What did you think your life would be like as an adult when you were in high school?  Did you have specific plans?  Is your life filled with things you never could have predicted?

I remember an exercise in high school that instructed us to write out a timeline of goals for our lives, how we saw them unfolding.  Schooling, marriage, kids.  All the things we think will play out in our lives.  I can’t say I followed that timeline of expectations very well, both by choice and by circumstance.  All the best planning could not have predicted where I have ended up. Do you know the feeling?

I’ve been trying to learn to let go of planning and to just receive instead.  (Yes, I know some of you are laughing – I’ll wait until you’re done).

One great way to do that has been learning about contemplative photography, whose principle is to not “take” shots, but rather to receive an image.  Three times recently I have received an image but only in looking at the photo did I really see the whole picture.

I decided to avoid the highway and take the back roads to run errands one day. The greens and blues and peace of the little lake (which I’ve driven past for 20 years) made me stop and back up so I could photograph it. I posted it to Facebook with the caption, “I took the road less traveled.”

Somehow, I missed the fact that I included the side mirror in the image. I was kind of bummed about that because I really only wanted to see the lake. Then a neighbor commented, “I can see your past” and I really looked at the image captured in the mirror. That image was, in fact, my past – the road I had just taken, a road very much “less traveled.” A past that lead me to the beauty I was currently enjoying. That reflection in the mirror actually became my favorite part of the picture.

Then about a month ago, we were doing some yardwork on a chilly October morning and I glanced down as I walked past the coral bells.  I could just see a little edging of white on the leaves.  It called to me so I pulled out my phone camera and captured this.

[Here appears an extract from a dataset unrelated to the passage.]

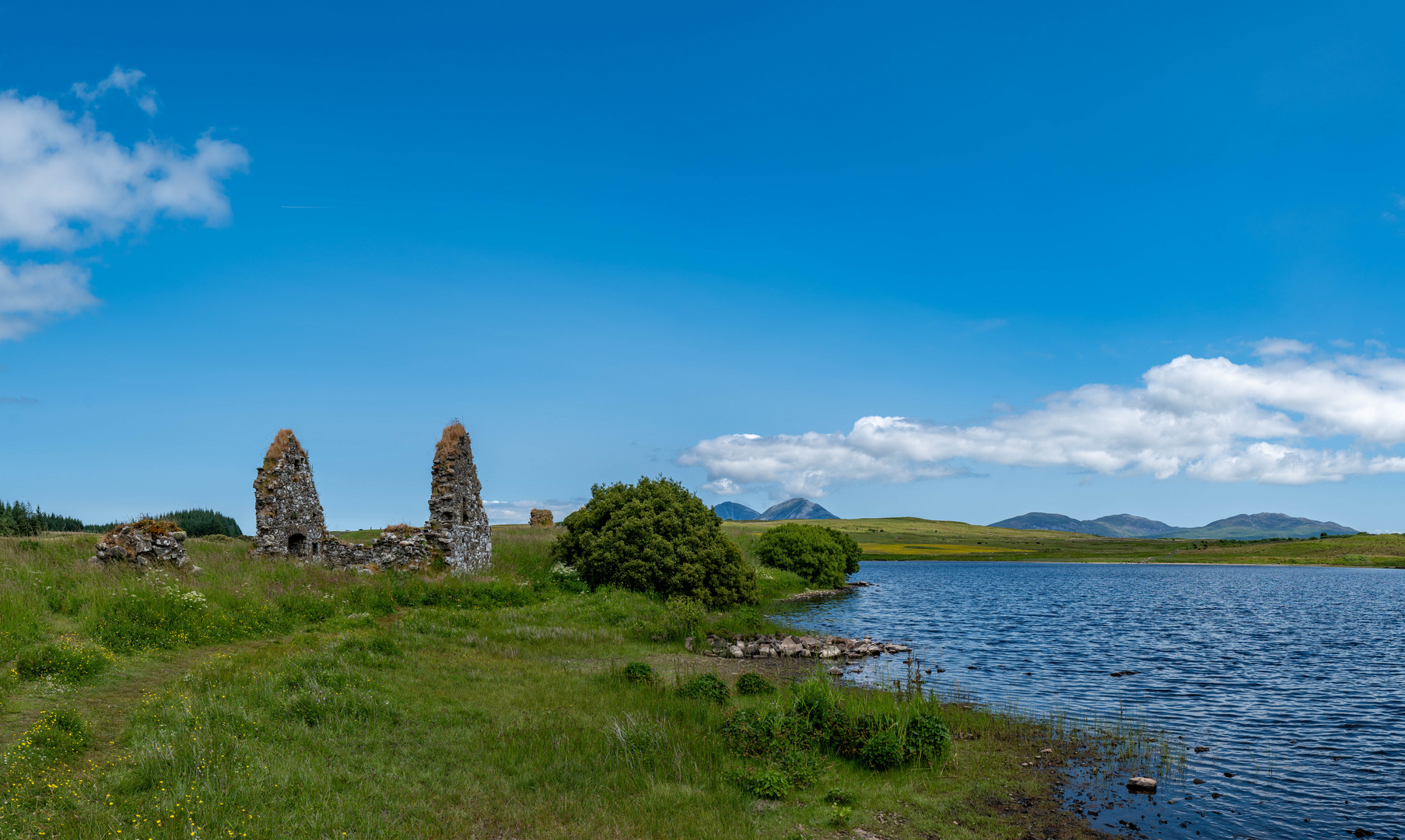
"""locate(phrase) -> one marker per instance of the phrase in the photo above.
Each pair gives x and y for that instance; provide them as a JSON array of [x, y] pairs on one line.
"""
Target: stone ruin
[[286, 502], [145, 543], [457, 534]]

Then I heard God saying, “No, Carrie, stop.  Really look.  There is more beauty there than you can see.”

I enlarged the image on my phone.

Round crystals on the leaf, sharp-looking ones on the lower left edge. And this was just from the camera on my phone. This wasn’t even what a really good camera and lens would display.  If I hadn’t stopped, I would have missed so much!

Finally, the end of October, I decided to enjoy one last afternoon by the fire table.  I sat next to it for warmth and also scooted my chair around several times to stay in the sun – also for warmth.  And then I received this image.  The sun originally caught my eye but, again, I saw so much more in the photo.  I saw summer in the bright pink hanging flower on the right, fall in the dark red bush on the left.  I hadn’t even realized I could see the orange tree and blue sky reflected in the black glass of the table’s edge until I saw it here.  I loved the flame of fire just floating in midair. 

So many things I would have missed if I hadn’t had my phone camera handy. If I hadn’t paused to really look at the image.

These photos made me wonder if I would have felt like something was missing if I hadn’t ended up on the epilepsy path.  I wouldn’t know what it was but would have felt a slight ache in my heart or had an image in the back of my head like that dream that you just can’t remember, can’t quite see.  A shadowy image that runs when you try to recapture it. 

What are the things I would have missed?

Meeting one of my dearest friends, a fellow epilepsy mom.  We would have stayed acquaintances smiling at each other at preschool drop-off but with no reason to connect.

Hosting concerts and sporting purple hair as fundraisers.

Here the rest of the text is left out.